Its visuals and sound capabilities, on initial release, weren't ever
/great/ (except maybe for its monochrome text mode, which was
excellent) but neither was it terrible when compared to its
competitors.
But I think one of the PC's greatest strengths was also its biggest
weaknesses: mainly, it's incredible backward compatibility. Many apps
written in the era of the 386 and 486 could still run on original PCs
(albeit at a significant performance hit), and vice versa. That meant
people might play a game written in the 1983 on a computer built in
1994, and the primitive graphics and sound would give them a
completely wrong impression about the machine's capabilities.
It also meant that a lot of developers were programming for the
lowest-common denominator in order to maximize profits. The first
SVGA card came out only a year after the Amiga, but almost nobody
owned one for years afterwards. So SVGA games were rare as hens' teeth
until the mid 90s, which led people to believe that the platform
itself was incapable of high color/resolution combinations.
Btw. the CGA eyesore stemmed more from the colors used than from the
limited set of colours on the other hand it was better than the Apple II
and early Tandy and commodore machines but when it came out it almost
was bottom of the barrel of what was possible.
More, the 4 color limitation was only if you used the 320x200
resolution. At 160x100, you had full 16 color support. Sure, it was
much blockier, but in 1981 it wasn't THAT much different from what its
competitors were using. Pretty much every second-generation console
(Atari 2600, Intellivision, ColecoVision, Odyssey) used a similar
resolution and color depth.
There were also numerous hacky methods of getting more colors at
higher resolutions too (IIRC, one technique was to swapping the
palette during the electron gun sweep between lines), although these
were tricky to pull off, especially since you weren't guaranteed 100%
compatibility between different PCs because they all used different
components and were built by different manufacturers.
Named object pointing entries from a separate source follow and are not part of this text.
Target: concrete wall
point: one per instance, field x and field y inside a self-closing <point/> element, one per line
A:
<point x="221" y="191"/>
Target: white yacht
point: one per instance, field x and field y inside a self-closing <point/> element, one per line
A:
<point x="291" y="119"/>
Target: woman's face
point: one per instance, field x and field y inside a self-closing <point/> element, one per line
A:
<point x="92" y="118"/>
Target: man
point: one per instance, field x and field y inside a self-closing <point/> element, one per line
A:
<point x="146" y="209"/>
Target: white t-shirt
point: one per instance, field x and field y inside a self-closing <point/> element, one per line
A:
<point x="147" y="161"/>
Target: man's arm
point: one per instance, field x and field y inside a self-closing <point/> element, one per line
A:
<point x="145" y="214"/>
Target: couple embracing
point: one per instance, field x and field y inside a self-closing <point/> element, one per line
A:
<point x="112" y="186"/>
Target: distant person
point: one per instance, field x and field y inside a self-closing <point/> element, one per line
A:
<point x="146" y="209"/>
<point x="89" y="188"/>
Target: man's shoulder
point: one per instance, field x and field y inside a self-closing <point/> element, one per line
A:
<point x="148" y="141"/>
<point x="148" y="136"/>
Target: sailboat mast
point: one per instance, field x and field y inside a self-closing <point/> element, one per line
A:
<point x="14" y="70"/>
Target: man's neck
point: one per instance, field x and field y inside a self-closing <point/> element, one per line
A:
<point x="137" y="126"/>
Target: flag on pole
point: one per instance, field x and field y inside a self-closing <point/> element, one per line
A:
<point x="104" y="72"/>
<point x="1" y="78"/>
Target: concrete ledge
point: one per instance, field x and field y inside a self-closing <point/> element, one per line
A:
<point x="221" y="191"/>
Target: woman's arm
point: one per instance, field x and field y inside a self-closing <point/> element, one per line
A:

A lot of those
techniques needed nano-second accurate timings, and the variation
between chipsets was often enough to make it so any hack would only
work on a very specific set of hardware...
(the demoscene loved such trickery but boy-oh-boy, getting some of
their demos to run was very hit or miss unless you had just the right
video card).
IBM thought very likely not about games at all or thought that if
someone was playing on a PC it they should use the composite mode (home
computer thinking that you hook your computer to the TV for playing
games) and the composite mode was rather high end for 1980/82 with its
possible 16 colors. Problem was no one hooked their PCs to the tv and
there was only a handful of games using it.
I think that if, for whatever reason, EGA (or Tandy, or IBM's MCGA)
hadn't come about so quickly, composite CGA would have become more
popular. It remained niche because it was quickly rendered
unnecessary.
Like you said, IBM designed the original PC thinking it would mainly
be used by business users, and many of its capabilities reflect this
thinking. Still, even if PC games weren't as flashy as you might see
on the C64 or Apple IIe, there /was/ a robust gaming scene on the
platform. Many games leveraged the hardware's more robust memory and
storage to its advantage, allowing more robust and complicated worlds.
There's a significant difference between Sublogic/Microsoft's Flight
Simulator 1.0 on the Apple and the IBM PC; the latter offers
significantly smoother flight and more impressive visuals. Strategy
games could manipulate more variables and offer larger worlds. Chess
games loved the beefier processors on the PC.
EGA didn't save PC gaming. It just made it better.